Cloudflare vs Akamai for DDoS: Which handles volumetric attacks better?
We've been running Cloudflare Magic Transit for ~8 months now, handling ~2.3 Tbps peak traffic. Recently got hit with a UDP flood (850 Gbps) and it mitigated fine, but latency spiked to 45ms for 12 seconds.
Considering Akamai Prolexic as backup since we're seeing more sophisticated attacks lately. Has anyone here switched between the two? Curious about:
- Detection speed on L3/L4 attacks
- BGP hijacking vs anycast differences
- Cost scaling above 1 Tbps
- Real uptime %s during sustained attacks
Our traffic is mostly game servers + API endpoints, so we need sub-10ms response times. Thoughts?

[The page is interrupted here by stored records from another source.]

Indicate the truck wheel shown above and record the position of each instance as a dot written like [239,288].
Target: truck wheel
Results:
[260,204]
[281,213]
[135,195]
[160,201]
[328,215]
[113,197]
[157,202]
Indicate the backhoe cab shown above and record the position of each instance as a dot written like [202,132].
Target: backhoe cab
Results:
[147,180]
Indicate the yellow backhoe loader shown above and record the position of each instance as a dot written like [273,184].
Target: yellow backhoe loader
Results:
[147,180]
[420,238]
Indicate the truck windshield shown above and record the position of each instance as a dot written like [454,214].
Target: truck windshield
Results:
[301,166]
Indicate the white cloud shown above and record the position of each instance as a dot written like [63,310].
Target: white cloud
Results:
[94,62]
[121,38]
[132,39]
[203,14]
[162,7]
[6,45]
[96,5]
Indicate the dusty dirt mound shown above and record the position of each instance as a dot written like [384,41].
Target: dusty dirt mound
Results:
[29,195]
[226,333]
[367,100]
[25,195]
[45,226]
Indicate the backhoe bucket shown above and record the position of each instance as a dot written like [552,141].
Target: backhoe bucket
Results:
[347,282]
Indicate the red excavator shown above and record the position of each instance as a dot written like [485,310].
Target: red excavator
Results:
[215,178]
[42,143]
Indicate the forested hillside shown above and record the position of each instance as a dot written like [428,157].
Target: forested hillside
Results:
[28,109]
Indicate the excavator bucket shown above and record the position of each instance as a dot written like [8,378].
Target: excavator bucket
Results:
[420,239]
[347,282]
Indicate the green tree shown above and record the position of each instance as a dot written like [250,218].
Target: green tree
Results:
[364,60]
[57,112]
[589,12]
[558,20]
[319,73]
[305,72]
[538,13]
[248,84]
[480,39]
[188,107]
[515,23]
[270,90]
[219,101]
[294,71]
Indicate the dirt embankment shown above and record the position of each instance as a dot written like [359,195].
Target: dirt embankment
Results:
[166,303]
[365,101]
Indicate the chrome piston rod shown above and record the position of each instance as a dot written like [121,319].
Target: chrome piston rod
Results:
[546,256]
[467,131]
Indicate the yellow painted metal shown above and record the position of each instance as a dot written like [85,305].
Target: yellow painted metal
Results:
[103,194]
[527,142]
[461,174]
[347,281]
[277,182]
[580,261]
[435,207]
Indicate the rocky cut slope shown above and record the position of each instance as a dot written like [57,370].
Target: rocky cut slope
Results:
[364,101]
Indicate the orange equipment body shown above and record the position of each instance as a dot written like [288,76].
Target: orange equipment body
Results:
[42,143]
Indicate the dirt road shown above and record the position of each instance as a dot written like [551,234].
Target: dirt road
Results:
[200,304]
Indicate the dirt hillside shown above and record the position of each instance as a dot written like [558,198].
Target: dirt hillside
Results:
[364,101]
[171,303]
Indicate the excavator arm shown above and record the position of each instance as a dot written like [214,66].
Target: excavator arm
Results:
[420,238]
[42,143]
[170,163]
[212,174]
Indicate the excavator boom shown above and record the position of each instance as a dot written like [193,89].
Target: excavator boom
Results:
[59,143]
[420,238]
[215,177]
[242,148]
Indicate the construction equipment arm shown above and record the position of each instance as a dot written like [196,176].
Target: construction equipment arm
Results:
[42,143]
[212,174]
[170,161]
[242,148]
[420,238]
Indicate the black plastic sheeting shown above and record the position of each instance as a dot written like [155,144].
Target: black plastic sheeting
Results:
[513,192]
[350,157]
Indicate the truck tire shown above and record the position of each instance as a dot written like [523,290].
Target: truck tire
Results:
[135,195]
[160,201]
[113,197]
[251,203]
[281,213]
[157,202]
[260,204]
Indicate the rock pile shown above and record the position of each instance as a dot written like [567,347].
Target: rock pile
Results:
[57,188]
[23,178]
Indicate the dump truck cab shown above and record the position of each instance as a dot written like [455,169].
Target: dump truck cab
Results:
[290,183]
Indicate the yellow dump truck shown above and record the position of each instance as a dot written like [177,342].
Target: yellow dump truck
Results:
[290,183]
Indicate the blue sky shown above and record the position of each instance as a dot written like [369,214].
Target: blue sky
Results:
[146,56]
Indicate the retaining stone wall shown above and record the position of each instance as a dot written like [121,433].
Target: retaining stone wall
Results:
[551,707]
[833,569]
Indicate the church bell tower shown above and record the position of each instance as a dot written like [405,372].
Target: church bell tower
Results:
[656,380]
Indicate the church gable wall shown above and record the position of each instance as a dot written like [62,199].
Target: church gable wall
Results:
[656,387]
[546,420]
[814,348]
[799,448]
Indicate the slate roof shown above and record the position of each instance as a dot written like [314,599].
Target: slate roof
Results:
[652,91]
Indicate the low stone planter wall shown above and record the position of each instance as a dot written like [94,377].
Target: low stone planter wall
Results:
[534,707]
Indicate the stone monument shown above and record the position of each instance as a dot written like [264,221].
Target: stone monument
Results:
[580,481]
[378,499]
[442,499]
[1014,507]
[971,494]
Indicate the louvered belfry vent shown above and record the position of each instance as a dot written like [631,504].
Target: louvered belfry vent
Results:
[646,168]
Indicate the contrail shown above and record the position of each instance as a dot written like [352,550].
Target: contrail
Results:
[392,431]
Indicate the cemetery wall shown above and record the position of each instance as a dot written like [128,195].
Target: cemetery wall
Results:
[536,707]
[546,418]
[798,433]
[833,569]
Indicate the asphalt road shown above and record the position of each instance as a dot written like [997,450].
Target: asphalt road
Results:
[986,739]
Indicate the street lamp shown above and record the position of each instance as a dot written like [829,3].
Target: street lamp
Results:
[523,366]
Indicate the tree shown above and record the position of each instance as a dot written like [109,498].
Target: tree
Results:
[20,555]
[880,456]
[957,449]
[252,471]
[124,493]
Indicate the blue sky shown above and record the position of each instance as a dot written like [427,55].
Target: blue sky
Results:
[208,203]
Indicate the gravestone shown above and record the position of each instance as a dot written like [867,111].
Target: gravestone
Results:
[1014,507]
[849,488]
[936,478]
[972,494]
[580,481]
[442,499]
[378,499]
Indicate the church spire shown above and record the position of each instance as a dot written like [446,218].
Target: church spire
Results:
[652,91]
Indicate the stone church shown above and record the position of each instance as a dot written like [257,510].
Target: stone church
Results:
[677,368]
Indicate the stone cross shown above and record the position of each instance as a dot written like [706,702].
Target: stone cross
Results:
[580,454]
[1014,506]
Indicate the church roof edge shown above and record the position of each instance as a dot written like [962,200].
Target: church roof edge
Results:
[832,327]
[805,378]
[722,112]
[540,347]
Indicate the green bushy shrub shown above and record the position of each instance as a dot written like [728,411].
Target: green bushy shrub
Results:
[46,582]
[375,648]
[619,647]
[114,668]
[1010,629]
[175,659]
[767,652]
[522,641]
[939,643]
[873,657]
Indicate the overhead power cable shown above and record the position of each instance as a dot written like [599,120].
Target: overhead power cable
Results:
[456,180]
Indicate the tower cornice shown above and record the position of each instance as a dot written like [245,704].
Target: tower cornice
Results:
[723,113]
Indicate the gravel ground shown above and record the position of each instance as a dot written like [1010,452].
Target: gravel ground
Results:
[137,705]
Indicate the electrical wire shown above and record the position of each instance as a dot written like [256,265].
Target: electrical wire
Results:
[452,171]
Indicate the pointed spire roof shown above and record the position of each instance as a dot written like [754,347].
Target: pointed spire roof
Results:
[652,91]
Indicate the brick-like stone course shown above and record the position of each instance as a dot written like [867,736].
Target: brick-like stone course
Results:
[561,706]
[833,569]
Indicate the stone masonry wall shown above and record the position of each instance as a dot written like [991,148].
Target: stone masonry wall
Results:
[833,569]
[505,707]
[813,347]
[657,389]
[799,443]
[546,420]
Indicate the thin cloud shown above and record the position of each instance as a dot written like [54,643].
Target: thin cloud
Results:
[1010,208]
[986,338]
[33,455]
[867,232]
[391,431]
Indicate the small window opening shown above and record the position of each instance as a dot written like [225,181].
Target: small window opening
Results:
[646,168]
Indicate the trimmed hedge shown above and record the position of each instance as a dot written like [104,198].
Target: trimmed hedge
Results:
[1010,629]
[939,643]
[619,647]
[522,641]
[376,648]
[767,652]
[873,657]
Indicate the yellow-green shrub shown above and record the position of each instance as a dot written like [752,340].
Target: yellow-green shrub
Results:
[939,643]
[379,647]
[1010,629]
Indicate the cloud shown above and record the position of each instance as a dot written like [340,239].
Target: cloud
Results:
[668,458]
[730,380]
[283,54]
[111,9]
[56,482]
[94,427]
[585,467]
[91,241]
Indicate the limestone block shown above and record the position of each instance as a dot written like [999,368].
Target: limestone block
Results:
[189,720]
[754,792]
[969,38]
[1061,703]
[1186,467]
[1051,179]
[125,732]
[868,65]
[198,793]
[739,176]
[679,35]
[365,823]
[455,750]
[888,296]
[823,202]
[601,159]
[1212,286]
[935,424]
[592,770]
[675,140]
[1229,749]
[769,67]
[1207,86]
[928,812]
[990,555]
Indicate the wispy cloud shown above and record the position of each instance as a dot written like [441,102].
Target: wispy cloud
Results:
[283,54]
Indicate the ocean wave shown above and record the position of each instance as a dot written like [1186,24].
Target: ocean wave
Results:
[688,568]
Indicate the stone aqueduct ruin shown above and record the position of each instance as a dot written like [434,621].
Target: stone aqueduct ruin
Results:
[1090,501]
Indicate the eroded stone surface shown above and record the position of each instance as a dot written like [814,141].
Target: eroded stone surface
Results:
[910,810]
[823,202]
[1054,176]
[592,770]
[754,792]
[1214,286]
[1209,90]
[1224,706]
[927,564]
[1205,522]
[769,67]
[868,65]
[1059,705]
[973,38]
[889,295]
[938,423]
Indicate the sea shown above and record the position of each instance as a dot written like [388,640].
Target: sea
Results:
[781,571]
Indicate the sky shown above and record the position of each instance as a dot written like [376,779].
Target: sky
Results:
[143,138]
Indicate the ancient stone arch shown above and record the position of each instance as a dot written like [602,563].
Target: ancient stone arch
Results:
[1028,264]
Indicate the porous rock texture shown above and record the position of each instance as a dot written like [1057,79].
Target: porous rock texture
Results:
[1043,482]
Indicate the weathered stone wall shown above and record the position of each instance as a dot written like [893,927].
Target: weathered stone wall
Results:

Edited at 26 Mar 2026, 00:06
Akamai's detection is ~2-3s faster on volumetric L3/L4 stuff, but honestly at 850 Gbps the difference is marginal—both are sub-second for actual mitigation. The bigger issue: Akamai's anycast is more distributed globally, so you might see lower latency variance during attacks vs CF's more centralized scrubbing centers. That 45ms spike you hit is actually pretty normal for CF during peak mitigation. Cost-wise, Akamai gets brutal above 1 Tbps; they bill differently and have minimum commitments. Consider running them in parallel rather than as backup—dual-layer DDoS is worth it at your scale, and you can failover via BGP prefix policies. Check if your upstream provider supports simultaneous Prolexic + Magic Transit routing.
Good point on the detection speed—yeah, sub-second mitigation is what really matters at that scale. The 45ms spike during the 850 Gbps hit has me worried though. Are you saying Akamai's anycast tends to handle those spikes better, or is it more about having redundancy with a secondary provider?